Dr. Provencio asserted, “I strongly believe that the question nowadays is no longer whether immunotherapy will play a role in the adjuvant setting, but whether it will be monotherapy or combined with chemotherapy.” For studies of monotherapy treatment, the sample size is usually less than 40 patients with approximately 33% of lung cancer patients in stage IIIA. Where major pathological response (MPR) to neoadjuvant treatment, defined as less than 10% residual tumor after neoadjuvant therapy, is a potential surrogate endpoint for survival, only 14% to 45% of patients have achieved MPR and 5% to 38% of them have achieved complete pathological response (CR).1 Dr. Provencio pointed out, “I think it is important to emphasize that despite being very early stages, there have been progression of the disease in these treatments with monotherapy in different percentages”. As for trials of chemotherapy in combination with immunotherapy, more than 90% of patients were in stage IIIA. MPR or CR was achieved by around 60% of patients with 70% to 90% of patients underwent downstaging.

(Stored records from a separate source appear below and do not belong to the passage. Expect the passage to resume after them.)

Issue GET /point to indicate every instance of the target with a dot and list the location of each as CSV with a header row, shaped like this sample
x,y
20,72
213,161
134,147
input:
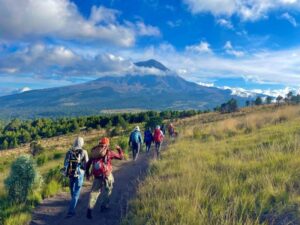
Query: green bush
x,y
21,218
36,148
41,160
58,155
23,176
51,189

Despite having 3 times more patients in stage IIIA disease, more than 3 times lung cancer patients in the combination trials achieved CR and MPR than in the monotherapy trials, indicating that combination chemoimmunotherapy is superior to monotherapy. However, a low proportion of patients have achieved CR and the association with survival outcomes has not been validated in NSCLC.2 Thus, a study was designed to investigate the effects of nivolumab plus paclitaxel-carboplatin in treatment-naïve patients with potentially resectable stage IIIA NSCLC.2

The addition of neoadjuvant nivolumab to chemotherapy was welltolerated and was not associated with surgical delays.2 Compared to adjuvant therapy, neoadjuvant therapy was shown to induce a stronger and more prolonged T-cell immune response that might confer long-term protection.1 Finally, all patients who achieved MPR or CR were alive at 24 months, and the progression-free survival among patients with CR was significantly higher when compared to those with MPR or incomplete pathological response.2 Although studies of longer duration would be needed to validate the association between MPR and the survival of NSCLC patients treated with neoadjuvant immunotherapies, this study suggested that MPR could be a surrogate endpoint for survival and may lower the duration and cost of drug trials in resectable NSCLC.2

Lastly, Dr. Provencio pointed out the utility of biomarkers in identifying patients who would most likely benefit from immunotherapy. While programmed death ligand-1 (PD-L1) expression and tumor mutational burden (TMB) are suggested to be predictive biomarkers, the current study found that both of them were not associated with survival.1,3 A meta-analysis of 6 randomized controlled trials found PD-L1 to be a predictor of objective response rate (ORR), but not overall survival or progression-free survival.4 However, significantly higher ORR was observed in the high PD-L1 expression group when compared to those with low PD-L1 expression.4 Nevertheless, the meta-analysis was limited by small sample size in the low PD-L1 expression group and more randomized controlled trials should be analyzed to corroborate the results.4 On the contrary, high TMB patients treated with ipilimumab immunotherapy were found to have better prognosis than the low TMB patients.3 Moreover, a significantly higher mean mutational burden but no significant difference in PD-L1 expression was observed in tumors with MPR than those without.3

Dr. Provencio concluded, “[Neoadjuvant chemoimmunotherapy] provides more responses, more downstaging and greater survival when compared with historical data. This treatment is a window of opportunity after 20 years without progress.”